Last year, at a Washington State University (WSU) Building Soils for Better Crops conference, farmers from Kansas, North Dakota, and Colorado all spoke on the benefits they were seeing from using multi-species cover crops. These cover crop “cocktails” consist of 8 or more species chosen to maximize diversity. Cocktail mixers aim for at least 1 entry from each of the following categories: warm season broadleaf species, cool season broadleaf species, warm season grasses and cool season grasses. In addition to the benefits regularly associated with cover crops, farmers using these cocktails often point to increased crop yields and reduced inputs as the reasons they are using them. These cocktails also seem to give rise to a passion for cover crops not seen in farmers using a single-species.
So, what is going on here?
First of all, these farmers are ahead of the science and are likely to remain there. There is very little research on cover crop mixtures of more than 5 species, which is the point where some NRCS personnel say the benefits of the diverse cocktails are first seen. Where such research has been done, it has used 3 or at most, 4 species. An example from WSU research on a 2-species cover crop mixture shows why research using cover crop cocktails will be difficult. In this study, various proportions of rye and vetch were studied to see which might be most beneficial or if the mixtures were better than the monocrops of either rye or vetch.
The treatments were
- 100% rye
- 50% rye, 50% vetch
- 38% rye, 62% vetch
- 25% rye, 75% vetch
- 100% vetch
Using this logic, a 2-species mix produces at least 5 treatments, which is reasonable for field research, but extend this thinking to a cocktail of 5 or 8 or more species and the number of treatments makes for a cumbersome and expensive study.

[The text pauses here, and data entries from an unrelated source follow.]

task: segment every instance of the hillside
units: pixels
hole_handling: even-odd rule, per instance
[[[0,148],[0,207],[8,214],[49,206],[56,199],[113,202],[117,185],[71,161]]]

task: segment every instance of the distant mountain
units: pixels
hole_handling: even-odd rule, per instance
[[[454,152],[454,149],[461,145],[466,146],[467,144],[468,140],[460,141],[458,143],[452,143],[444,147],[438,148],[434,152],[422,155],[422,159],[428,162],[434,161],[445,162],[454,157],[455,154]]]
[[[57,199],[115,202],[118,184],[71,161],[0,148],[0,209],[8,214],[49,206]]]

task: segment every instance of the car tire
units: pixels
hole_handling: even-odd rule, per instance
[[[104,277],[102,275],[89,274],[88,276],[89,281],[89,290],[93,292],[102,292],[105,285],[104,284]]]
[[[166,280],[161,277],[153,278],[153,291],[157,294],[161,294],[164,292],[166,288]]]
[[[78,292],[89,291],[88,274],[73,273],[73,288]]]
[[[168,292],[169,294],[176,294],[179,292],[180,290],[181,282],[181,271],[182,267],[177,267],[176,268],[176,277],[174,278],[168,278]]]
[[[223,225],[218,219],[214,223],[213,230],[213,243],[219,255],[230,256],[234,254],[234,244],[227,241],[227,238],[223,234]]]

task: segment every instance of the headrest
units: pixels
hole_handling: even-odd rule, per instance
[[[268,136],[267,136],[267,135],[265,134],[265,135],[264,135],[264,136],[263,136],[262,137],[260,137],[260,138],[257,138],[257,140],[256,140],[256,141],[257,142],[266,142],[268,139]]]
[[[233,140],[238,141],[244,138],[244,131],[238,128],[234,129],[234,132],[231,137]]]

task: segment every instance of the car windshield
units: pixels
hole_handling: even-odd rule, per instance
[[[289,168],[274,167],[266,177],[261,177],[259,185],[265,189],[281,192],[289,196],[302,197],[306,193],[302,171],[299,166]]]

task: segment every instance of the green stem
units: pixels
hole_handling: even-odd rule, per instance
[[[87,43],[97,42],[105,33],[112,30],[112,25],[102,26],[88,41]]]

An alternative strategy, used in a PennState study, disregards the proportion question in favor of including more species, mixed to provide specific ecosystem services:
- Red Clover
- Cereal Rye
- Winter Canola
- Winter Pea
- 3-species mix designed for weed suppression
- 3-species mix designed for N retention and supply
- 4-species mix including pollinator-friendly species
- 6-species mix
- A commercially available mix with 8 cultivars
Even here, the large number of treatments makes it likely that the results will be inconclusive, confounded by the sheer complexity of cocktails with 5+ species. The periodic table of cover crops (from North Dakota where some very active cocktail proponents farm) contains 47 species – you can see the difficulty facing researchers! Even if there were sufficient funding for such daunting research, the “right mix” would probably vary with climate, soils, and cropping system.
Given all this, what can be done?
When faced with this level of complexity, a good strategy is to rely on principles. “The more diversity the better” seems to be the guiding principle of cocktail farmers. The limitations are agronomic (planting mixtures with varying seed sizes can be challenging), economic (some seed is very expensive) and climatic (the right mixture will depend on when it is being planted and the succeeding temperature and precipitation/irrigation).
Once a mixture is chosen, the next step is to monitor the results. Here, the yield and quality of the crop following the cover crop cocktail will best demonstrate the overall effects and give the economic payback of the practice. While this “black box” approach (i.e., treatment is applied and end results are measured but what happens in between is unknown) is practical, it does not give any information on what actually happens to the soil. This is where researchers and farmers can collaborate to gain a better understanding of how cover crop cocktails work with the goal of improving their benefits and consistency. With cover crop cocktails, well-designed on-farm research will likely result in more usable information than more expensive studies at Research Centers alone.